Fenomena adanya kejanggalan dalam besar kecilnya anggaran Bansos juga
terjadi setiap tahunnya. Dari tahun ke tahun selalu ditemukan provinsi yang memiliki
angka kamiskinan rendah memiliki anggaran dana Bansos yang lebih tinggi
dibanding provinsi yang angka kemiskinannya tinggi. Ataupun sebaliknya, provinsi
yang memiliki angka kamiskinan tinggi justru memiliki anggaran dana Bansos yang
lebih rendah dibanding provinsi yang angka kemiskinannya rendah. Pada tabel 1.2
dapat dicermati pula mengenai angka kemiskinan tahun 2008 dengan anggaran dana
Bansos tahun 2009. Provinsi Maluku memiliki angka kemiskinan 29,66%
mempunyai besaran anggaran dana Bansos 2,10%. Provinsi Nusa Tenggara Timur
yang angka kemiskinannya 25,65% memiliki anggaran dana Bansos 1,85%. Provinsi
Riau yang angka kemiskinannya jauh berada dibawah Maluku dan NTT yaitu 10,63%
memiliki anggaran Bansos 4,77% dari total anggaran Belanja daerah mereka. Begitu
juga dengan Kalimantan Selatan memiliki angka kemiskinan 6,48% dan Provinsi Bali
dibawahnya yaitu 6,17% memiliki anggaran Bansos yang cukup besar juga. Untuk
Kalimantan Selatan memiliki angka 2,74% dan Bali 5,47%. Pola yang tidak teratur
kembali ditunjukan pada tabel ini.
18
Pada tabel 1.3 juga terdapat temuan yang tidak jauh berbeda dari analisis tabel
sebelumnya. Pada Tabel ini tidak jauh berbeda dari pola tabel sebelumnya. Provinsi
NTT misalnya yang memiliki angka kemiskinan 23,31% lalu Sulawesi Tenggara
sebesar 18,93% dan Bengkulu 18,59%. Provinsi tersebut memiliki anggaran dana
Bansos yang bisa dibilang tidak terlalu besar. Untuk NTT memiliki anggaran dana
Bansos 1,84% dari total Belanja mereka. lalu Bengkulu 1,32% dan Sulawesi
Tenggara 0,63%. Angka yang cukup ekstrim terjadi pada provinsi Bali misalnya yang
memiliki persentase anggaran dana Bansos tertinggi yaitu 5,04% hanya memiliki
angka kemiskinan 5,13%. Begitu pula dengan Riau yang angka kemiskinannya
9,48% memiliki persentase anggaran dana Bansos 4,27%.
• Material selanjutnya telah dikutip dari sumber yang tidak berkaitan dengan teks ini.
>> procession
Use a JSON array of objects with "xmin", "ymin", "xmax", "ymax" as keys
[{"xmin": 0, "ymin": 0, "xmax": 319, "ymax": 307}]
Pada tabel 1.4 apabila kita perhatikan masih banyak temuan yang sama
dengan analisis tabel sebelumnya. Hal tersebut selalu terjadi dari tahun ke tahun
bahwa naik turunnya besaran angka anggaran dana Bansos selalu tidak dapat
diprediksi. Provinsi Kepulauan Riau memiliki angka anggaran Bansos tertinggi yaitu
4,66% dengan angka kemiskinan 8,05%. Provinsi Bali juga memiliki angka anggaran
Bansos yang tinggi pula sebesar 4,28% dengan angka kemiskinan 4,88%. Namun
provinsi yang memiliki angka kemiskinan tinggi seperti Maluku contohnya hanya
memiliki anggaran Bansos 1,67% saja. Atau dengan Provinsi Bengkulu yang angka
kemiskinannya 18,30% memiliki anggaran Bansos hanya 1,25% dan Sulawesi
Tenggara dengan angka kemiskinan 17,05% hanya memiliki anggaran Bansos 0,7%.
Bukankah perbandingan tersebut bisa dibilang cukup ekstrim apabila kita cermati.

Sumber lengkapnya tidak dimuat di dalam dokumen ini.